In the case of encrypted messages, the first person would take a message M and encrypt it in some way using some algorithm A to create an encrypted message AM (interpreted as algorithm A acting on M to get the encrypted AM) and send it. The recipient would then encrypt that already encrypted message using their own algorithm B to get a doubly encrypted message BAM and send it back to the original sender. The original person would then decrypt this doubly encrypted message using just their own decryption algorithm A-1 to get A-1BAM. (Note that A-1AM=M. i.e., applying the decryption A-1 to its own encrypted message AM gives you back the original unencrypted message M.)
The key step here is whether the original sender’s decryption algorithm A-1 can take the doubly encrypted message and reverse just their own original encryption, leaving the message BM. Writing this symbolically, the question is whether it is possible to have the decryption operation A-1 and B ‘commute’ such that A-1B=BA-1. If so, then A-1BAM=BA-1AM=BM. This message can then be sent back to the recipient who then just decrypts their own encryption using B-1. This system requires the message to go back and forth but that should not be a big problem.

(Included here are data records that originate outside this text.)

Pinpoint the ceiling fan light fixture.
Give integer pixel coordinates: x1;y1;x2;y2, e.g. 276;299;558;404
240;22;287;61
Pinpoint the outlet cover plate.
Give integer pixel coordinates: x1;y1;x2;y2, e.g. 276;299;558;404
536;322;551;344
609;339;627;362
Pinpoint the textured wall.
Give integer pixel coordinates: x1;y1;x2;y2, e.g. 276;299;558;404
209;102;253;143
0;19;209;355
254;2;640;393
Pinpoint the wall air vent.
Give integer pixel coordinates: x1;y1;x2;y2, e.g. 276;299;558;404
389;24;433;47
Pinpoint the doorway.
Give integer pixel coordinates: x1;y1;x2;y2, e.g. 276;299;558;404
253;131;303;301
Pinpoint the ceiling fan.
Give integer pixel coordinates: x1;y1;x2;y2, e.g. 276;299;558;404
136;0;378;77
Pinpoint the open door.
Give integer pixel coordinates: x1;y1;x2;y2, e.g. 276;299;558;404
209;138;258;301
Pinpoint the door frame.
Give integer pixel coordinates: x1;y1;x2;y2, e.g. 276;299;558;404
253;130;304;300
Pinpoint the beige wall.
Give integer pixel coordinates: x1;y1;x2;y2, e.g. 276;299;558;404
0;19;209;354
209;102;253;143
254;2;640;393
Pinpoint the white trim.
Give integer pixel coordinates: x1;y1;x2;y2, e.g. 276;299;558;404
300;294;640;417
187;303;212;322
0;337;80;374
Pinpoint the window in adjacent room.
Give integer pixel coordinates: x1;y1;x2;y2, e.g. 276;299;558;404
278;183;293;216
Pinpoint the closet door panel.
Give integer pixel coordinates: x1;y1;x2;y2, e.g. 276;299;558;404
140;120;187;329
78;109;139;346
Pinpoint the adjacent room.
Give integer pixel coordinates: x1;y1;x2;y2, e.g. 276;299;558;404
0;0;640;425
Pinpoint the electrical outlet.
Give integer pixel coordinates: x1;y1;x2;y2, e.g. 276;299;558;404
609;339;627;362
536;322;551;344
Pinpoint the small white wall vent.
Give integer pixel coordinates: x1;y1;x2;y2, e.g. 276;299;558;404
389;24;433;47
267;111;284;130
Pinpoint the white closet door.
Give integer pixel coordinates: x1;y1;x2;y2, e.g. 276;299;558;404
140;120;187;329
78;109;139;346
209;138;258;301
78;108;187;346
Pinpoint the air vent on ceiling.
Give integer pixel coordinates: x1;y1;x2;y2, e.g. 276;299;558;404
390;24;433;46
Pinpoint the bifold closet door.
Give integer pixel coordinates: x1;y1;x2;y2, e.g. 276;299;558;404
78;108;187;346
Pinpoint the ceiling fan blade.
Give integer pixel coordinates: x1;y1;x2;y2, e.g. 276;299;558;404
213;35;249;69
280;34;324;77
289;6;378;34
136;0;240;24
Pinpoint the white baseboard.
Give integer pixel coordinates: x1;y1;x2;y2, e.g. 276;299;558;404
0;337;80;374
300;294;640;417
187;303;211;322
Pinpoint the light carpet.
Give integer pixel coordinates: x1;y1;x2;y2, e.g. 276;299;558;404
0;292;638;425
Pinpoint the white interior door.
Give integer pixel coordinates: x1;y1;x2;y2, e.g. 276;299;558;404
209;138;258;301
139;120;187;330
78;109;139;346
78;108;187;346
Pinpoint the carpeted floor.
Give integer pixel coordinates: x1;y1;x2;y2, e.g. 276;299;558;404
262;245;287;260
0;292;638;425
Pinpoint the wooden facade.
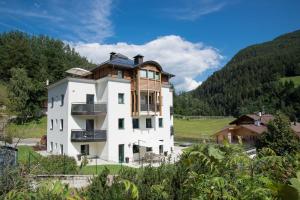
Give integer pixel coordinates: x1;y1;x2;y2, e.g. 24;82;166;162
85;64;169;116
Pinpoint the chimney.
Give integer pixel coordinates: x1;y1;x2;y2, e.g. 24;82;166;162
109;52;116;60
133;54;144;65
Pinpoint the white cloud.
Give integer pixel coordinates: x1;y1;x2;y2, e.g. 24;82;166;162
71;35;223;91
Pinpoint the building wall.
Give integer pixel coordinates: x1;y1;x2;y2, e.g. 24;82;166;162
47;82;69;154
48;77;174;162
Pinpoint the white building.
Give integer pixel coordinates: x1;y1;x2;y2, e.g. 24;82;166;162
47;52;174;162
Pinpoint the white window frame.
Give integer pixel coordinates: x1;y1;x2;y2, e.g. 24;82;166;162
59;119;64;131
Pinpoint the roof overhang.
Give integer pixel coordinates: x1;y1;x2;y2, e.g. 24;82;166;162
66;67;92;76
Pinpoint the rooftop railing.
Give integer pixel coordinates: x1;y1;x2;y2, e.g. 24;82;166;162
71;130;106;142
71;103;107;115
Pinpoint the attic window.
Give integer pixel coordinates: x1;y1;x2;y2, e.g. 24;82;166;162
141;70;147;78
148;71;154;79
155;72;159;80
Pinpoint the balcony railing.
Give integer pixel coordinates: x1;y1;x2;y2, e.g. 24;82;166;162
170;126;174;135
141;104;159;112
71;130;106;142
170;106;174;115
71;103;107;115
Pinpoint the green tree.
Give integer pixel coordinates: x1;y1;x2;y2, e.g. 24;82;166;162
256;113;300;155
8;68;35;121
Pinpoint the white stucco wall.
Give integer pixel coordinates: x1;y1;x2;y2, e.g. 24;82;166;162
47;82;69;154
47;78;174;162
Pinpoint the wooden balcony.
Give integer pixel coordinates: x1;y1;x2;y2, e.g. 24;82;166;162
71;130;106;142
170;126;174;136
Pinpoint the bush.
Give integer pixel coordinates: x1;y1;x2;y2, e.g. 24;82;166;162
40;155;77;174
0;167;29;199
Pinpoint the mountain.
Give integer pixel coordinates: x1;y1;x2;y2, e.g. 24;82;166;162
0;31;93;119
175;30;300;119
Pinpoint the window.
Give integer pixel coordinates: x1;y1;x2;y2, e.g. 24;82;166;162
86;94;95;104
132;118;140;129
117;70;124;78
141;70;147;78
148;71;154;79
60;144;64;155
158;118;163;128
118;93;124;104
159;145;164;154
59;119;64;131
146;118;152;128
51;97;54;108
60;94;65;106
80;144;90;156
155;72;159;80
132;144;140;153
118;118;124;129
146;147;152;152
50;142;53;152
50;119;53;130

This is possible for simple encryption systems like where A and B both shift letters by fixed amounts that are different for A and B and known only to each person. For example, suppose A shifts every letter in the message to p letters later in the alphabet and B shifts the letters in the encrypted message to q letters later in the alphabet. Hence the doubly encrypted message would consist of letters shifted by p+q. Then A-1 would shift letters up the alphabet by p (known only to the sender), leaving the final message shifted just by q (known only to the recipient). But this system is too trivial and also requires pre-arrangement by sender and recipient to use similar algorithms.
But would it be possible to find at least some reasonably complex algorithms A and B for which it would work? I had no idea if this was possible so what I did was send this idea privately to Marcus Ranum, our resident guru on FtB for computer security, and he said that this would not work for various technical reasons that I do not quite understand.
This is why it is always a good idea to ask experts before investing too much time and energy on your simple but ‘brilliant’ idea. As the poet Alexander Pope warned,
A little learning is a dangerous thing;
drink deep, or taste not the Pierian spring:
there shallow draughts intoxicate the brain,
and drinking largely sobers us again.